Country Company Year Date
------- ------- ---- ----
A 1 2000 2000/01/02
A 1 2001 2001/01/03
A 1 2001 2001/07/02
A 1 2000 2001/08/03
B 2 2000 2001/08/03
C 3 2000 2001/08/03
I know how to count number of distinct company in each country. I did it using the following code.
proc sql;
create table lib.count as
select country, count(distinct company) as count
from lib.data
group by country;
quit;
My problem is how to count the number of distinct company-Years in each country. Essentially i want to know how many different company or same company in different year. If there are two observation for the same company in the same year, I want to count it as 1 different value. If same company have two observation in differeny year I want to count it as two different value. I want the output looks like the following (one number per country):
Country No. firm_year
A 2
B 1
C 1
Can anyone can teach me how to do it please.
A quick method is to concatenate all the variables you want to compare, creating a new variable. Something like:
data data_mod;
set data;
length company_year $ 20;
company_year= cats(company,year);
run;
Then you can run your proc sql with count(distinct company_year).
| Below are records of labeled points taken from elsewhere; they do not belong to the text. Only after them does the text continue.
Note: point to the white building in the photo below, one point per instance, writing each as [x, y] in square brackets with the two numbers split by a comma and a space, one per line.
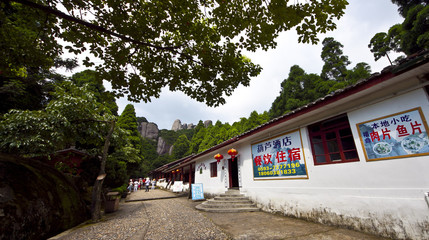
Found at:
[357, 158]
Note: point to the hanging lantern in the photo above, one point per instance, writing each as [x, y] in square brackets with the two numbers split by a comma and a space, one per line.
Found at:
[233, 153]
[218, 157]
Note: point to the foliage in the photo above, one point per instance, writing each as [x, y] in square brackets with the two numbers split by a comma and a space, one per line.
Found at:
[72, 117]
[27, 54]
[301, 88]
[335, 67]
[95, 85]
[190, 46]
[409, 37]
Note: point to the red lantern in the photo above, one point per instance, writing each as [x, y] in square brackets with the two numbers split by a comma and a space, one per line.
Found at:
[218, 157]
[233, 153]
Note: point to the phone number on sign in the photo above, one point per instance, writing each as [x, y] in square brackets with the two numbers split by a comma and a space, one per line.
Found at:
[283, 169]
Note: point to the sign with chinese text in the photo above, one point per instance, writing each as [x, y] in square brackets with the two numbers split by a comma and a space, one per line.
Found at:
[281, 157]
[398, 135]
[197, 191]
[178, 186]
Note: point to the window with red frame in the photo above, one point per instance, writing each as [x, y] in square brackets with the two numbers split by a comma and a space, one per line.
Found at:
[213, 169]
[332, 141]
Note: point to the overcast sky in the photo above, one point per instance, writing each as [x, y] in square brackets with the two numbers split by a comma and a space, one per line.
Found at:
[362, 19]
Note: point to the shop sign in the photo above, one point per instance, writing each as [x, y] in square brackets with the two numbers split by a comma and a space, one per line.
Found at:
[399, 135]
[280, 157]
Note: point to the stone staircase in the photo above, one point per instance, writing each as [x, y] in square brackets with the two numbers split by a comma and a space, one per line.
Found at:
[229, 202]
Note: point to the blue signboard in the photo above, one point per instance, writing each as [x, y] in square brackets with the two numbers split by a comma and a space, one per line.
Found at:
[398, 135]
[281, 157]
[197, 191]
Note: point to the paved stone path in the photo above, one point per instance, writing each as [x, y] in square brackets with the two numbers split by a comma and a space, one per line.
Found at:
[177, 218]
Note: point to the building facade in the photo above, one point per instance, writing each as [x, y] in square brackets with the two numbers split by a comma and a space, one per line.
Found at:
[357, 158]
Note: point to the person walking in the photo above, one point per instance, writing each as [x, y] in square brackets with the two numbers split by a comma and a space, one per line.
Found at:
[147, 183]
[136, 185]
[130, 186]
[153, 183]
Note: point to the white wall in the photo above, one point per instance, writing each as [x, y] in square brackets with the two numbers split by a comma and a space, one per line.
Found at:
[383, 197]
[211, 185]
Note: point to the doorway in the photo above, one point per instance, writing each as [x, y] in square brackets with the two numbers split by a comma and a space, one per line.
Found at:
[233, 173]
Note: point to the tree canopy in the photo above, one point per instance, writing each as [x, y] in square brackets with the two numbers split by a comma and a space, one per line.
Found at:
[190, 46]
[409, 37]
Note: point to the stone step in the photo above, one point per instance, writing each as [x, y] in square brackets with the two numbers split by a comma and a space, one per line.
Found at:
[227, 210]
[231, 201]
[212, 201]
[231, 205]
[226, 198]
[231, 195]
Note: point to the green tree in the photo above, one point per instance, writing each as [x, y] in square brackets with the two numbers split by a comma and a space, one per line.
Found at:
[89, 77]
[190, 46]
[200, 132]
[360, 71]
[27, 56]
[73, 116]
[298, 89]
[409, 37]
[131, 151]
[335, 67]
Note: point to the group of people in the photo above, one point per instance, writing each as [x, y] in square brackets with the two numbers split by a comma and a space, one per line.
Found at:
[135, 185]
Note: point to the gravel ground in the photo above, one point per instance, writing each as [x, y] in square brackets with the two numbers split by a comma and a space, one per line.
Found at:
[176, 218]
[150, 219]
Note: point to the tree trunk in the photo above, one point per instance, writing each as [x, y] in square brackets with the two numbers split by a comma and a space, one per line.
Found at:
[96, 191]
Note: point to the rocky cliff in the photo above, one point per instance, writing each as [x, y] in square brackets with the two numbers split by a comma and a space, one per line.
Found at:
[150, 130]
[36, 200]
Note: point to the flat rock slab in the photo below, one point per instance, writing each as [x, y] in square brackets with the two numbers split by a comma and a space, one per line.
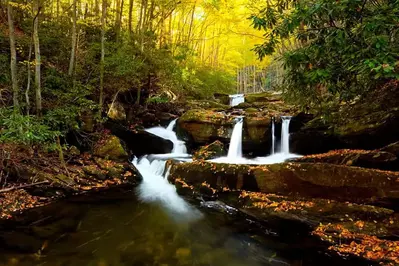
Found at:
[309, 180]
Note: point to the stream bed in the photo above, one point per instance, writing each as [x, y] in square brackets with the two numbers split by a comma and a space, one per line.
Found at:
[132, 232]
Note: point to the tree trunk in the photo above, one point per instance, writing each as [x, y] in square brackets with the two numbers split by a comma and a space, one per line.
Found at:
[131, 3]
[118, 18]
[191, 25]
[73, 49]
[104, 14]
[38, 89]
[13, 63]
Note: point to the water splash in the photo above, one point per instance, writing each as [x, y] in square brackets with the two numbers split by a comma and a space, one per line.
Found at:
[236, 99]
[285, 134]
[179, 147]
[273, 138]
[235, 148]
[279, 157]
[155, 186]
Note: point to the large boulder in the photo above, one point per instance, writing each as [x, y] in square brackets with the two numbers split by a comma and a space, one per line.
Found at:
[211, 151]
[202, 127]
[362, 158]
[370, 122]
[309, 180]
[116, 111]
[110, 147]
[222, 98]
[140, 142]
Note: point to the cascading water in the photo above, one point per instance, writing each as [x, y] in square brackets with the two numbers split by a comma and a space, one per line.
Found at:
[236, 99]
[285, 134]
[235, 148]
[179, 147]
[155, 186]
[273, 137]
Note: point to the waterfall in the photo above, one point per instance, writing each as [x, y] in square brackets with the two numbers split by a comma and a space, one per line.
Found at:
[171, 125]
[273, 137]
[155, 186]
[235, 148]
[236, 99]
[285, 134]
[179, 146]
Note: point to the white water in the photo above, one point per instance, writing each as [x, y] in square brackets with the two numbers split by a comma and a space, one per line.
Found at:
[285, 134]
[273, 138]
[235, 148]
[179, 146]
[279, 157]
[236, 99]
[155, 186]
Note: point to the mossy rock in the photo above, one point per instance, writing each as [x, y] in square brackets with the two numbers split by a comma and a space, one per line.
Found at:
[262, 97]
[251, 110]
[392, 148]
[362, 158]
[116, 111]
[211, 151]
[243, 105]
[207, 104]
[309, 180]
[110, 147]
[222, 98]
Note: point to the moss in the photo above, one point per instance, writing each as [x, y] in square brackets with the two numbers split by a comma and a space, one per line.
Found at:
[251, 110]
[213, 150]
[260, 97]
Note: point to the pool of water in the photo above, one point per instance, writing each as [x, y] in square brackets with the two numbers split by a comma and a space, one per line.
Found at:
[131, 232]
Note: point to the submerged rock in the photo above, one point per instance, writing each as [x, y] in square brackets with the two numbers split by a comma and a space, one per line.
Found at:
[110, 147]
[116, 111]
[140, 142]
[361, 158]
[211, 151]
[368, 123]
[309, 180]
[204, 126]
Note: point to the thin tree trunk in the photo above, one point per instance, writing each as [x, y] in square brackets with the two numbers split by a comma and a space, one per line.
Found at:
[73, 49]
[118, 18]
[131, 3]
[38, 89]
[13, 63]
[29, 79]
[58, 9]
[191, 25]
[96, 8]
[104, 14]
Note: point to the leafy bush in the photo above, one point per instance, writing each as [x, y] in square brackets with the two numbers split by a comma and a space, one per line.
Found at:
[22, 129]
[342, 49]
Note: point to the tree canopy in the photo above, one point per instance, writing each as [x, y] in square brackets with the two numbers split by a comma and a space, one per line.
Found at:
[338, 49]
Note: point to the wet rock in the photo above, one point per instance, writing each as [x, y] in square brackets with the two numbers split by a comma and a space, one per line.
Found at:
[369, 123]
[116, 111]
[361, 158]
[110, 147]
[20, 241]
[203, 127]
[262, 97]
[140, 142]
[222, 98]
[211, 151]
[392, 148]
[87, 121]
[309, 180]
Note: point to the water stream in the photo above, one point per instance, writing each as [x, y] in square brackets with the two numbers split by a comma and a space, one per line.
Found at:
[236, 99]
[234, 155]
[235, 148]
[155, 226]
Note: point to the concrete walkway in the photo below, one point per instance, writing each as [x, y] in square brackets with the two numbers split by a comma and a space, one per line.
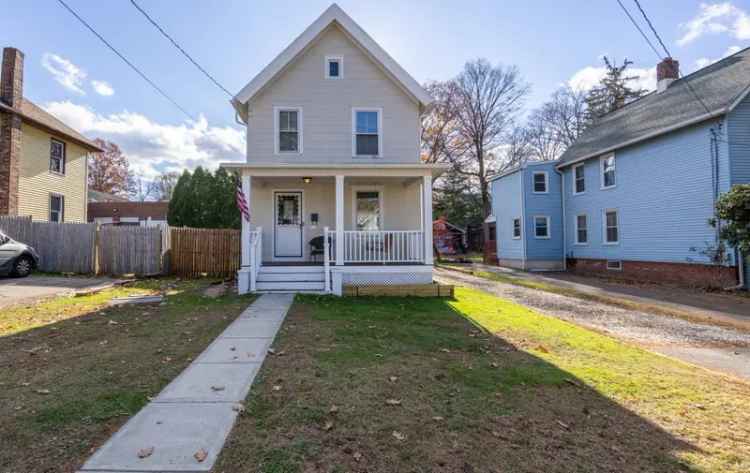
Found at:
[184, 428]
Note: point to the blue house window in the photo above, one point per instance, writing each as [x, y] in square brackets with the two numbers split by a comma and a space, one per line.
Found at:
[579, 178]
[608, 172]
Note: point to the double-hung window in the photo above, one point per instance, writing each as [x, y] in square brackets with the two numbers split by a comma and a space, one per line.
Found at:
[57, 156]
[541, 181]
[579, 179]
[56, 208]
[582, 229]
[611, 227]
[288, 130]
[368, 133]
[541, 227]
[609, 178]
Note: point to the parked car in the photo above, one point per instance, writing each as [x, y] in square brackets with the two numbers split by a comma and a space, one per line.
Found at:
[16, 259]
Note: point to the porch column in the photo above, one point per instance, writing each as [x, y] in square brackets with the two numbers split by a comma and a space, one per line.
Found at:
[427, 218]
[339, 220]
[243, 275]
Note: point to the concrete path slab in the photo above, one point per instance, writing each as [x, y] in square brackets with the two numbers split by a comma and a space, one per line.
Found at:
[197, 410]
[211, 382]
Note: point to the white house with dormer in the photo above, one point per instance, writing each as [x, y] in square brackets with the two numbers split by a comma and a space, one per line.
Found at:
[333, 155]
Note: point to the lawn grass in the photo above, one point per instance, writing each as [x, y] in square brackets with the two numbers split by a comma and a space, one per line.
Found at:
[72, 369]
[477, 384]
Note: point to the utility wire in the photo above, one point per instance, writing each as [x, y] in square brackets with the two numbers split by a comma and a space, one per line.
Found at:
[650, 25]
[638, 27]
[179, 48]
[132, 66]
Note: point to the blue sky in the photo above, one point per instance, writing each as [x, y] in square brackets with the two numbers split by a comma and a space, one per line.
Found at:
[552, 42]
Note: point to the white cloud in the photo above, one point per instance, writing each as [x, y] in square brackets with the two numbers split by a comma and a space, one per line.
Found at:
[151, 147]
[716, 18]
[704, 61]
[64, 72]
[588, 77]
[102, 88]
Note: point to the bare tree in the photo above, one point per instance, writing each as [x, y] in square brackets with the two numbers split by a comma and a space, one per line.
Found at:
[488, 100]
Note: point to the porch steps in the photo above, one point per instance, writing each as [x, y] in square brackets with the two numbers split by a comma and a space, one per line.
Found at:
[291, 279]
You need nested queries, as #DaBigNikoladze hinted at...
An "internal" query which will generate a list of distinct combinations of Country + Company + Year;
An "external" query which will count how many rows per country are present in the internal query.
Generate dataset
data have;
informat Country $1.
Company 1.
Year 4.
Date YYMMDD10.;
format Date YYMMDDs10.;
input country company year date;
datalines;
A 1 2000 2000/01/02
A 1 2001 2001/01/03
A 1 2001 2001/07/02
A 1 2000 2001/08/03
B 2 2000 2001/08/03
C 3 2000 2001/08/03
;
Execute query
PROC SQL;
CREATE TABLE want AS
SELECT country, Count(company) AS Firm_year
FROM (SELECT DISTINCT country, company, year FROM have)
GROUP BY country;
QUIT;
Results
Country Firm_year
A 2
B 1
C 1
proc sort data=lib.data out=temp nodupkey;
by country company year;
run;
data firm_year(keep=country cnt_fyr);
set out;
by country company year
retain cnt_fyr;
if first.country then cnt_fyr=1;
else cnt_fyr+1;
if last.country;
run;
The answer for your first question is:
data lib.count(keep=country companyCount);
set lib.data;
by country;
retain companyList '';
retain companyCount 0;
if first.country then do;
companyList = company;
companyCount = 1;
end;
else do;
if ^index(companyList, company) then do;
companyList = cats(companyList,',',company);
companyCount + 1;
end;
end;
if last.country then output;
run;
The resutl is:
Country companyCount
------- ------------
A 2
B 1
C 1
Similary you will take the number of distinct company-Years in each country.
Guess i'm a bit confused as to what you are expecting the result to look like. Here is an sql method that gets the same result as posted by the other answer so far.
data temp;
attrib Country length = $10;
attrib Company length = $10;
attrib Year length = $10;
attrib Date length = $10;
input Country $ Company $ Year $ Date $;
infile datalines delimiter = '#';
datalines;
A#1#x#x1#
A#1#x#x2#
B#2#x#x1#
C#3#x#x3#
;
run;
proc sql;
create table temp2 as
select country, count(distinct Date) as count
from temp
group by country, company;
quit;